Ao anterior primeiro-ministro social-democrata Sá Carneiro, logo a seguir ao 25 de Abril de 1974, Glória de Matos ajudou principalmente a libertar-se da tensão e dos problemas na voz resultantes do grave acidente de viação que tinha sofrido. "Foram apenas duas semanas, mas muito intensivas. Pu-lo a fazer exercícios de relaxamento, e ele também levava o trabalho muito a sério."
A voz é o instrumento primordial do político - um verdadeiro instrumento de poder - e o seu domínio é indispensável à transmissão eficaz da mensagem. Manuel Alegre admite que as características da sua voz, trabalhada nos anos em que integrou o Teatro dos Estudantes da Universidade de Coimbra (TEUC) com "o grande professor Paulo Quintela", o ajudaram na actividade política, iniciada nas assembleias gerais de estudantes. "Mas uma pessoa é um todo, e a oratória é um dom que está tanto ligado à voz como à língua", acrescenta o ex-candidato à Presidência da República, que cita o poeta irlandês William Butler Yeats ao dizer "um discurso prepara-se como um poema".
Já Adelino Gomes, jornalista com carreira na rádio, televisão e jornais, realça que, para além da voz e do domínio da técnica que é indispensável a qualquer comunicador - político, actor ou locutor -, o mais importante de tudo é "ter alguma coisa para dizer". E lembra o caso histórico de Vitorino Nemésio com o seu sempre muito apreciado programa de televisão. "Ele não tinha presença física, nem voz, nem performance a ajudar. Mas ultrapassava tudo isso pela riqueza e inteligência do que tinha para comunicar."
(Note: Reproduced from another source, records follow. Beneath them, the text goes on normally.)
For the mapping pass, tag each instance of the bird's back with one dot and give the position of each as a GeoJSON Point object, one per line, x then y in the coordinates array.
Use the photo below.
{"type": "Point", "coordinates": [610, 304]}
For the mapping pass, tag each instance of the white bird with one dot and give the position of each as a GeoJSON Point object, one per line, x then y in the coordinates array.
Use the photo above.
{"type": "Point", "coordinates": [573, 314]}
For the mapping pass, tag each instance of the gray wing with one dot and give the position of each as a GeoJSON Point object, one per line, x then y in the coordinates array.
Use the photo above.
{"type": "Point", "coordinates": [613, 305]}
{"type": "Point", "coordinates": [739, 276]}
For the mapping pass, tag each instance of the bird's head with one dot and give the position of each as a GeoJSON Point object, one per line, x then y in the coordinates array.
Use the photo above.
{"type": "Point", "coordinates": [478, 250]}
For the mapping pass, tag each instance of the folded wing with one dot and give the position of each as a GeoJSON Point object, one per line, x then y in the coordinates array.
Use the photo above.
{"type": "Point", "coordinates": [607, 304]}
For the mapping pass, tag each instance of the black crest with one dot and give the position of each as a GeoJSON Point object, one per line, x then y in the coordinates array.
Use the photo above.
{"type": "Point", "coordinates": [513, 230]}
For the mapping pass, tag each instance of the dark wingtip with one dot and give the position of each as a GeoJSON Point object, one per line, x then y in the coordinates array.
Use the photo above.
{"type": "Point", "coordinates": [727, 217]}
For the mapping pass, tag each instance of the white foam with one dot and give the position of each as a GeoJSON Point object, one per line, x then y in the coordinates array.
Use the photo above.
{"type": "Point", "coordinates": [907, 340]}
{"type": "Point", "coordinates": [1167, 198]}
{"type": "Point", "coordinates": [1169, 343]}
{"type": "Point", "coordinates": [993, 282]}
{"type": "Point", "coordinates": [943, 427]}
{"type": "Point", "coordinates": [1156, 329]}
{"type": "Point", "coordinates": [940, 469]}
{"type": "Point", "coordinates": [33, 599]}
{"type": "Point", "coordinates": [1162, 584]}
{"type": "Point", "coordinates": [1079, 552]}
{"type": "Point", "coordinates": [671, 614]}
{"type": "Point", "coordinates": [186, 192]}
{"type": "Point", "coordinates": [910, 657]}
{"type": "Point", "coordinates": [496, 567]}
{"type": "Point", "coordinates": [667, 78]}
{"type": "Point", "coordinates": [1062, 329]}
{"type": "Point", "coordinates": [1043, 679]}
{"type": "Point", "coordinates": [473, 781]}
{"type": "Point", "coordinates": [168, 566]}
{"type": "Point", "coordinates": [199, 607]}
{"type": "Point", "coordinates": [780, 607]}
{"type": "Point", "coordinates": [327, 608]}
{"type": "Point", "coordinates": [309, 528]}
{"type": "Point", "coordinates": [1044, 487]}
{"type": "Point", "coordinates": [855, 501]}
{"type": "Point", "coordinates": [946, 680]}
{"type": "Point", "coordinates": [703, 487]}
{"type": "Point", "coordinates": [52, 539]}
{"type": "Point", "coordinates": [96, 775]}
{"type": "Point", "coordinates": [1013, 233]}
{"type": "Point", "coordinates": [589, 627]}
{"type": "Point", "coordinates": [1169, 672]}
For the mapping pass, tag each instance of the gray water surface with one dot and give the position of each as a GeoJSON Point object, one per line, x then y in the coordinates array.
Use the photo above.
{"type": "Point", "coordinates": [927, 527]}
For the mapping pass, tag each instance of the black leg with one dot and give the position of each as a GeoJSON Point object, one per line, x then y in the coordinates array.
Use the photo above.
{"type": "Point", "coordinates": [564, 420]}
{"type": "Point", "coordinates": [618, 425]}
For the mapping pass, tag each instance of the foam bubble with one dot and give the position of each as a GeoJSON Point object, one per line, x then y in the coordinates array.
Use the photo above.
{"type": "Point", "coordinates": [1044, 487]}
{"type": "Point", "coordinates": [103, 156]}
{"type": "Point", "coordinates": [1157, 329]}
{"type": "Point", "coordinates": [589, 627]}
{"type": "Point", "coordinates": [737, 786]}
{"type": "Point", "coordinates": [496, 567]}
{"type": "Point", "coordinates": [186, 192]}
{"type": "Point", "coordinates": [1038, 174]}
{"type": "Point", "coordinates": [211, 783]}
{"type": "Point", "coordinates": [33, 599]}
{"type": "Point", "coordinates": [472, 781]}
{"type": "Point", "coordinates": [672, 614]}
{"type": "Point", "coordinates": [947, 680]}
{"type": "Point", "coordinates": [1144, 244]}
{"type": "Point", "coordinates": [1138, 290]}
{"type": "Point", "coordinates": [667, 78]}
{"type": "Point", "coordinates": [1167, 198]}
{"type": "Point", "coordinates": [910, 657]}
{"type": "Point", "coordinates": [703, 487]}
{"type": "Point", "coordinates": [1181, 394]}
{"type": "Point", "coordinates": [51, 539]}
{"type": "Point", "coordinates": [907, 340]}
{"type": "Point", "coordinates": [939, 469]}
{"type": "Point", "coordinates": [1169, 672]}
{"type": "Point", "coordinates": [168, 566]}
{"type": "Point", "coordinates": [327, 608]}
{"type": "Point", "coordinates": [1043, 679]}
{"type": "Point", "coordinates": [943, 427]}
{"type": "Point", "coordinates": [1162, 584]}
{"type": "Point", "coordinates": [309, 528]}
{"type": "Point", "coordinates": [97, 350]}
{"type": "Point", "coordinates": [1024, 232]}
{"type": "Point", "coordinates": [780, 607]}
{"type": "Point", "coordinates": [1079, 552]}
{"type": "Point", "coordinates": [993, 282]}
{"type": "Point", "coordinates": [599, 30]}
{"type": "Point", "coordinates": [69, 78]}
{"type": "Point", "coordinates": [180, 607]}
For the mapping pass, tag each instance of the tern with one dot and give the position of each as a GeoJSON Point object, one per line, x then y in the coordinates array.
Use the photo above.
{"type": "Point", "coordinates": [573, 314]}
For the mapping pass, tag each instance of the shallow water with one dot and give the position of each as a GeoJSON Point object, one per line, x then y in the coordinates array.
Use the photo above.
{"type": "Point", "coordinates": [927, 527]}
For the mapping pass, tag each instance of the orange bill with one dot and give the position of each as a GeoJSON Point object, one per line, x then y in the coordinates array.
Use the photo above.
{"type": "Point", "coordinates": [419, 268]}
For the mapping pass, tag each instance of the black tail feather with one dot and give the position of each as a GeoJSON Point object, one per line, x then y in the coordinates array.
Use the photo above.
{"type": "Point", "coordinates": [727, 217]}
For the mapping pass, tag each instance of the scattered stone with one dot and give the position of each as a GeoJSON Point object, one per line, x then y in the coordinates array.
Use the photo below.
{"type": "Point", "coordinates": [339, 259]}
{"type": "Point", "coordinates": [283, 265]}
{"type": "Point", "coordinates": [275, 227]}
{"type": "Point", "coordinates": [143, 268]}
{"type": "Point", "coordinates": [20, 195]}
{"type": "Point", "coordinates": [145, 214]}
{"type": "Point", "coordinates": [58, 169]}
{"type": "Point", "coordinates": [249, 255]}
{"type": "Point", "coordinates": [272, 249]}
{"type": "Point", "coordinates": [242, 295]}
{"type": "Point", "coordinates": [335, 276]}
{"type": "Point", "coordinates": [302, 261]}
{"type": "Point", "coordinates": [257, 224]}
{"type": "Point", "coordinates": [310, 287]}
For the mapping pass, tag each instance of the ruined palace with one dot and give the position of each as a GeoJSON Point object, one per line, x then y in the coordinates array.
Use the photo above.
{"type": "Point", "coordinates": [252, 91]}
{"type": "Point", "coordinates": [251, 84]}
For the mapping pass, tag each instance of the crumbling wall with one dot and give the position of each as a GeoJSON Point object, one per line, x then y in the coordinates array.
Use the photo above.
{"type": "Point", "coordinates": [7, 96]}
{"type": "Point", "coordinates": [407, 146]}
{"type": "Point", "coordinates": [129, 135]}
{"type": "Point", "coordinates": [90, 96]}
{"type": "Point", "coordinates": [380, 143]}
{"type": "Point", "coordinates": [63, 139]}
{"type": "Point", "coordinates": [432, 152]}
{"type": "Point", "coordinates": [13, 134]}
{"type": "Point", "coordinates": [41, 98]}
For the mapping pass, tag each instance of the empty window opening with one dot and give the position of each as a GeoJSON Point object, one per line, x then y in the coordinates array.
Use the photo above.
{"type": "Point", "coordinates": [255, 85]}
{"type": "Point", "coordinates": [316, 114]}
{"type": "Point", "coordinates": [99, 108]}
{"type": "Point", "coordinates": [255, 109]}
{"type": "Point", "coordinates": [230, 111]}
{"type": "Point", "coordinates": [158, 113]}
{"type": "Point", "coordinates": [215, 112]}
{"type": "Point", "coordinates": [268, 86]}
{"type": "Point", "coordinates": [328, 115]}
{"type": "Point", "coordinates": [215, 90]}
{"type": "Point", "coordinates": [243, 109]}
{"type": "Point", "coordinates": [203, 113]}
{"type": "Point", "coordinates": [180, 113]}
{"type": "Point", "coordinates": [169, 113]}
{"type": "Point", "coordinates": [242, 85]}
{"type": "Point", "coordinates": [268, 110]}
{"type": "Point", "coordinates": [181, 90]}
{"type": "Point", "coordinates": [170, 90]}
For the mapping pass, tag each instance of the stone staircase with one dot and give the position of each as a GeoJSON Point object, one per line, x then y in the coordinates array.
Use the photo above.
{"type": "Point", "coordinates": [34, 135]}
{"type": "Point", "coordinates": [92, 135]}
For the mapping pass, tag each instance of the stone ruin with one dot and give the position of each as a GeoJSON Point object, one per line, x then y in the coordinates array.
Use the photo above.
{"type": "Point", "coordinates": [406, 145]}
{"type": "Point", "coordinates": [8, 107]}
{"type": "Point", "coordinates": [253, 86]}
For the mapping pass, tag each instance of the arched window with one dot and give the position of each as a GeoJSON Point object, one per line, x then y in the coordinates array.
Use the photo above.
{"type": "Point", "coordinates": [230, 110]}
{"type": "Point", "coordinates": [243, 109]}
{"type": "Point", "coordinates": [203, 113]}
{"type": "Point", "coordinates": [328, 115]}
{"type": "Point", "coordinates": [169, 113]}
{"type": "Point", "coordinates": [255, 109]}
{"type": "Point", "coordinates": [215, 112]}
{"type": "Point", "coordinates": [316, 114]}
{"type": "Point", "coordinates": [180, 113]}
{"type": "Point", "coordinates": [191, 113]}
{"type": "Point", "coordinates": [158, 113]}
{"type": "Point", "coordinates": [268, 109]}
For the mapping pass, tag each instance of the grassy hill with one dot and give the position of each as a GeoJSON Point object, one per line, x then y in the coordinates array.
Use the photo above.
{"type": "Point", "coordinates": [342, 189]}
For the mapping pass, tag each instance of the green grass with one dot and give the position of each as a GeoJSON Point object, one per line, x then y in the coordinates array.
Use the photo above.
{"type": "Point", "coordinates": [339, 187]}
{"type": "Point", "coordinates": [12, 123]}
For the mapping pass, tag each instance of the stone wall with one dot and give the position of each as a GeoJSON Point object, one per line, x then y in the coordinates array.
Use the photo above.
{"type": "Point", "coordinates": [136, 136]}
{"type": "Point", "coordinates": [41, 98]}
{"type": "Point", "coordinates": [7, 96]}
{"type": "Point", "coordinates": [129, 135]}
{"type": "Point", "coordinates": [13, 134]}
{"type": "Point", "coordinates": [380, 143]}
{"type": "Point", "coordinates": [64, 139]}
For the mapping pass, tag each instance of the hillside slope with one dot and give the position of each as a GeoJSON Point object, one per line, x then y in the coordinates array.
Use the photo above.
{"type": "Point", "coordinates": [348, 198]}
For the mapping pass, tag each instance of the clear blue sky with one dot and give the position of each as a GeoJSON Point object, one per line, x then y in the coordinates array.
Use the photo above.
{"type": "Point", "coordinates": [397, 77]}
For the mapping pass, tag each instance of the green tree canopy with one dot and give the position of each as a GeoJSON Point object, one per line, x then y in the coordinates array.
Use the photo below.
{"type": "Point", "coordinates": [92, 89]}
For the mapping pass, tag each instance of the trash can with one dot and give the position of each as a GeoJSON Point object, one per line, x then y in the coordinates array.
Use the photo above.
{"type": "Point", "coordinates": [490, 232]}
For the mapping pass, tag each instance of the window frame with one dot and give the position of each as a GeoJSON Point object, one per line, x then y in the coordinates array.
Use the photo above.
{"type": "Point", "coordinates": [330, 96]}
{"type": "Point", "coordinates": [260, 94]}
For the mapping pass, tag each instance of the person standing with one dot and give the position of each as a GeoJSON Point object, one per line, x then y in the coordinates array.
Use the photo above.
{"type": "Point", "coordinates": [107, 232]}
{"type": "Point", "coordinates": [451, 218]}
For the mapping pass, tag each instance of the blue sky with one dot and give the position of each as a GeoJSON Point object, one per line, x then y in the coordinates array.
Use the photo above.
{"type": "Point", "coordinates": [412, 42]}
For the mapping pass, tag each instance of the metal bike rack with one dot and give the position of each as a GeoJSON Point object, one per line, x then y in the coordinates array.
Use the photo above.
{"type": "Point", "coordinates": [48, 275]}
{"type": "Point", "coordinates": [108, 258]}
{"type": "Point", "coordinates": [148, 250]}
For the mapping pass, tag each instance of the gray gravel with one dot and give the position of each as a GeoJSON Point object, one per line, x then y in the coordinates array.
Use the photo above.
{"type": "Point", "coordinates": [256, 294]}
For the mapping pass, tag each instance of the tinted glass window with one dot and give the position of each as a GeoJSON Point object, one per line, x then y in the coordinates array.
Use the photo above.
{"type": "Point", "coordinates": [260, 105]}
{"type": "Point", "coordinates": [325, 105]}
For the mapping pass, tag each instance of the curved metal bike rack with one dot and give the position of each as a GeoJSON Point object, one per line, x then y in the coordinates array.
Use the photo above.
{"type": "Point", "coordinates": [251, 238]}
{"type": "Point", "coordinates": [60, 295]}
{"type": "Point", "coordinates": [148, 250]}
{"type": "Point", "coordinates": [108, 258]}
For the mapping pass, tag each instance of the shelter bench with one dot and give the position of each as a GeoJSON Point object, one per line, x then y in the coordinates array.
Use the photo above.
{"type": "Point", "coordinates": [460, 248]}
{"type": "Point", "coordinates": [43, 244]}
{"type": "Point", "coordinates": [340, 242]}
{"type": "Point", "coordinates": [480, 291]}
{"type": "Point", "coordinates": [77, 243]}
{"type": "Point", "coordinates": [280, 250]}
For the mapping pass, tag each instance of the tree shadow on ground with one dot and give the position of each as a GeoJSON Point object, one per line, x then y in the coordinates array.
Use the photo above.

No caso do rei Jorge VI, não se tratava apenas daquilo que ele tinha para comunicar, mas de o poder fazer, com toda a carga simbólica que a voz do Rei assumia em Inglaterra, principalmente na era da rádio e em tempo de guerra. O jornalista do Telegraph Nigel Farndale recorda uma cena do filme autobiográfico de John Boorman, Esperança e Glória (1987), cuja acção decorre em Londres sob os bombardeamentos da Luftwaffe, em que uma família ouve, com atenção tensa, a mensagem de Natal do Rei. No final, alguém comenta que, se ele estava a recuperar da sua gaguez, também o povo inglês conseguiria vencer a guerra.
O Discurso do Rei chega hoje a 35 salas do país. Continuará a ser o filme de que se vai falar até à cerimónia de Hollywood, a 27 de Fevereiro. Será que Colin Firth vai gaguejar no palco do Kodak Theatre de Los Angeles, quando, como se prevê, aí subir para receber o Óscar de Melhor Actor?